Muito se fala da suposta guerra entre as gravadoras e o download ilegal de músicas. A verdade é que na há guerra alguma: o que existe é um momento mágico e conturbado da história da comunicação humana, uma transição entre os suportes físicos – usados durante os últimos 20 mil anos, como o papel dos jornais e o plástico dos cd´s – e os suportes eletrônicos, onde dados podem ser facilmente transmitidos e armazenados em qualquer tipo de memória. Até o desenvolvimento do primeiro método de gravação, a música só existia se executada ao vivo; e era assim que os músicos tiravam seu sustento. As tecnologias se desenvolveram e a indústria conseguiu controlar tanto a comercialização quanto todos os aspectos relacionados à execução de uma obra musical.
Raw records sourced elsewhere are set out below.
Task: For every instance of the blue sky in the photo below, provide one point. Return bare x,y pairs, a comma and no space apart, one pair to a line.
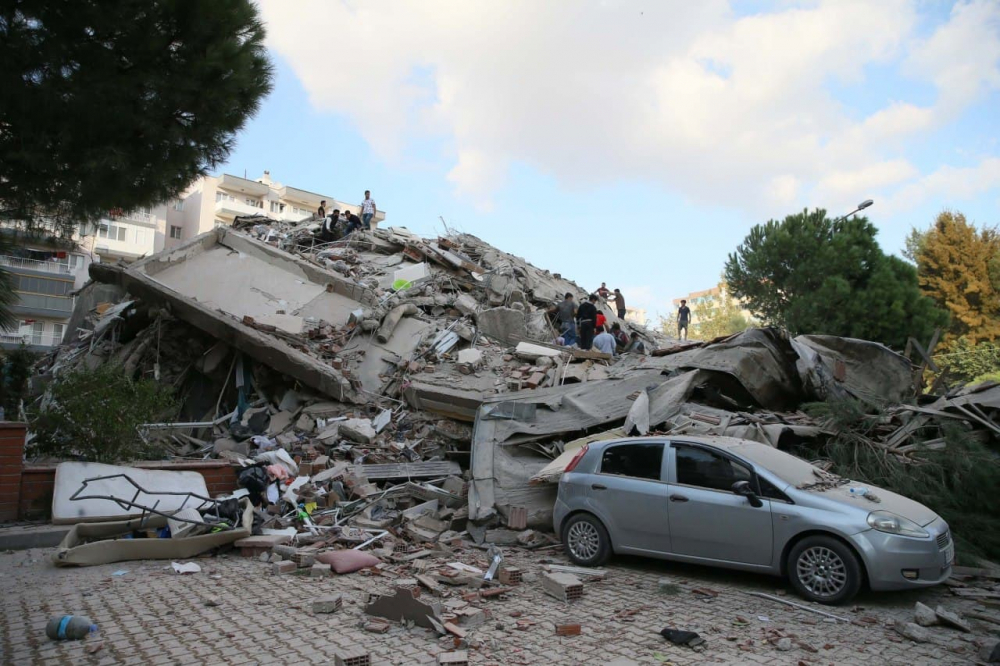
634,145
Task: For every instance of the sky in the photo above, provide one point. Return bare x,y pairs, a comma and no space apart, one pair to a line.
633,143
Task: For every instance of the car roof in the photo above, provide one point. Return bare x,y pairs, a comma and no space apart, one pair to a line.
790,468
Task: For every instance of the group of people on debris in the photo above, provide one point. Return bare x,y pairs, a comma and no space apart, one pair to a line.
587,327
342,223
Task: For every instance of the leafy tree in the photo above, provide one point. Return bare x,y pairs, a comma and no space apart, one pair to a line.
119,104
16,369
95,415
810,274
968,362
957,266
719,315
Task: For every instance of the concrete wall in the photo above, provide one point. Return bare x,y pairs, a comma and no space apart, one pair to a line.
26,490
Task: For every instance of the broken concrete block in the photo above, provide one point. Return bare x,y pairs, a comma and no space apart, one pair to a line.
459,658
358,430
503,324
924,615
953,620
564,587
330,604
913,631
305,423
283,567
354,657
227,444
319,570
570,629
510,576
471,357
402,605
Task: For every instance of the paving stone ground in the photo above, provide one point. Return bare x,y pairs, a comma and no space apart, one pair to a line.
152,616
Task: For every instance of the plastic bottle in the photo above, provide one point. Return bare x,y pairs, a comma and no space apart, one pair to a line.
69,627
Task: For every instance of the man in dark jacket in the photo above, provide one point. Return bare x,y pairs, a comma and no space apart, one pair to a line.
586,318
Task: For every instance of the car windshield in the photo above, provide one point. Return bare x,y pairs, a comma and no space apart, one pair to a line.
786,467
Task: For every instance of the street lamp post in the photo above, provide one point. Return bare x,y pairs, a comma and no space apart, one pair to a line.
861,206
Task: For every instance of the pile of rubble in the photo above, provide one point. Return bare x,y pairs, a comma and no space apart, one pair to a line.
387,389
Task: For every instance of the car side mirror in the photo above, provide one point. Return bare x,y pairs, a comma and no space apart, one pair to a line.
743,488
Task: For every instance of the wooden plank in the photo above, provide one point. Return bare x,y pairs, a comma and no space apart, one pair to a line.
431,468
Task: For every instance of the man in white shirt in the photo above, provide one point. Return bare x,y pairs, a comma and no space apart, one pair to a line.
368,210
605,342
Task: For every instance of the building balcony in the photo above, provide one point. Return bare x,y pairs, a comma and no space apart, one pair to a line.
33,342
243,186
39,305
230,209
35,265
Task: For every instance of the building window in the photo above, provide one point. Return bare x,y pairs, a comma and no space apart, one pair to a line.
43,286
112,231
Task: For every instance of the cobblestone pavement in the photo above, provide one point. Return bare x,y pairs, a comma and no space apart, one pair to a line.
153,616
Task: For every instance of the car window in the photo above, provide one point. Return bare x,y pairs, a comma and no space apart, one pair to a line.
642,460
770,491
702,468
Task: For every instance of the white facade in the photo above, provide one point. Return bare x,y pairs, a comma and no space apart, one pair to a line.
214,200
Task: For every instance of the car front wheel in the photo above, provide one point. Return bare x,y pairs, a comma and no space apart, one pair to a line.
824,570
586,541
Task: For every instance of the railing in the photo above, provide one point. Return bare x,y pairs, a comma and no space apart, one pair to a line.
42,340
61,304
35,265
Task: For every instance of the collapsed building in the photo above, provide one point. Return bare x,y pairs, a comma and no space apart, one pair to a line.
385,371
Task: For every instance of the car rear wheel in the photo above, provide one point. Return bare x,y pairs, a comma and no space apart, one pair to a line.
586,541
824,570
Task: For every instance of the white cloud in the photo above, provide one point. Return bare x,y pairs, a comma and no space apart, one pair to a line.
681,93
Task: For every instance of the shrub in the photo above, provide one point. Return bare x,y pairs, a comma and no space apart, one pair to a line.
95,415
960,483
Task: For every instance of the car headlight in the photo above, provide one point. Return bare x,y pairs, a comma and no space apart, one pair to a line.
886,521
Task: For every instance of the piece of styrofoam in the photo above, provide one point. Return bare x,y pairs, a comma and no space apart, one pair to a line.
71,475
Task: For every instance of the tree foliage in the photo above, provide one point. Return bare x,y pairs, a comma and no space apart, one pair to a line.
957,266
95,414
810,274
16,369
119,104
719,315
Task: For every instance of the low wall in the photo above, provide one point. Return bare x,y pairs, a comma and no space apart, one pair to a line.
26,490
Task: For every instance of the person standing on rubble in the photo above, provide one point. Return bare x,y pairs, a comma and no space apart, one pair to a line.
368,209
353,222
683,319
620,336
605,342
637,346
586,318
620,304
328,232
566,319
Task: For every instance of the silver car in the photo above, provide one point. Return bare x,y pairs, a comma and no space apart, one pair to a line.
740,504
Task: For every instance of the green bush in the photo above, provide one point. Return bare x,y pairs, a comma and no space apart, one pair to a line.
95,414
960,483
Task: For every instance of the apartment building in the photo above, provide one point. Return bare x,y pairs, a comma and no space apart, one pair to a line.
47,270
218,200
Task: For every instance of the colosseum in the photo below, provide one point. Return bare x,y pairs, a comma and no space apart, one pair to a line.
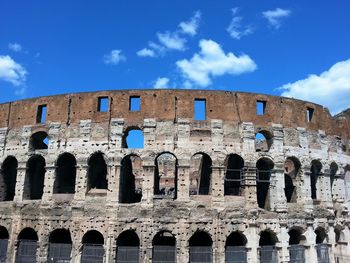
215,176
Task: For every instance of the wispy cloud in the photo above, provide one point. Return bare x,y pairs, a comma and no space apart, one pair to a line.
236,29
331,88
172,40
274,16
11,71
15,47
211,61
161,83
114,57
190,27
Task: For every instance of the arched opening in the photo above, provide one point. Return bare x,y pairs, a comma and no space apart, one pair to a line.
97,172
321,245
39,141
65,174
291,171
164,248
264,169
296,249
201,248
34,181
93,250
200,175
27,246
60,246
315,170
130,186
4,237
133,138
268,251
263,141
233,174
333,171
9,176
235,248
128,244
165,176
Aos ouvintes, não restou escolha: o jeito foi comprar vinis, fitas K7, cd´s e dvd´s. A tecnologia evoluiu e hoje a cópia e o compartilhamento de músicas acontecem de maneira simples e em enormes proporções, inclusive ferindo a lei que atualmente rege o setor. As gravadoras estão em pânico e indignadas, é claro; enquanto cada vez mais gente recheia seus ipods com downloads piratas. É uma situação complicada e parte da indústria insiste em não evoluir, enquanto dá tiro no próprio pé. Há corporação que chega a operar nas duas áreas: é simultaneamente gravadora e fabricante de mp3 players. Onde os executivos da empresa pensam que seus clientes conseguem as músicas que recheiam seus players? Ripando Cd´s originais? Os próprios funcionários das grandes gravadoras vazam incognitamente para a rede o conteúdo de Cd´s que ainda nem foram lançados. Quando não são eles, são os assessores de imprensa ou os jornalistas, que ripam os discos de divulgação. Em última instância, algum pirata engajado compra o Cd na loja e faz o serviço sujo, dividindo com o mundo a música de seus ídolos. Enquanto isso a China trabalha silenciosamente e põe no mercado mp3 players de 2GB por duzentos e poucos reais, como por exemplo os modelos da Foston. As telecoms, por sua vez, se esforçam para levar a banda larga para os celulares, o que vai elevar à décima potência o consumo de produtos multimídia na rede. Mesmo se houvesse guerra, ela já estaria perdida.

Sobreviverão as empresas que souberem entender o novo mundo que estamos vendo nascer.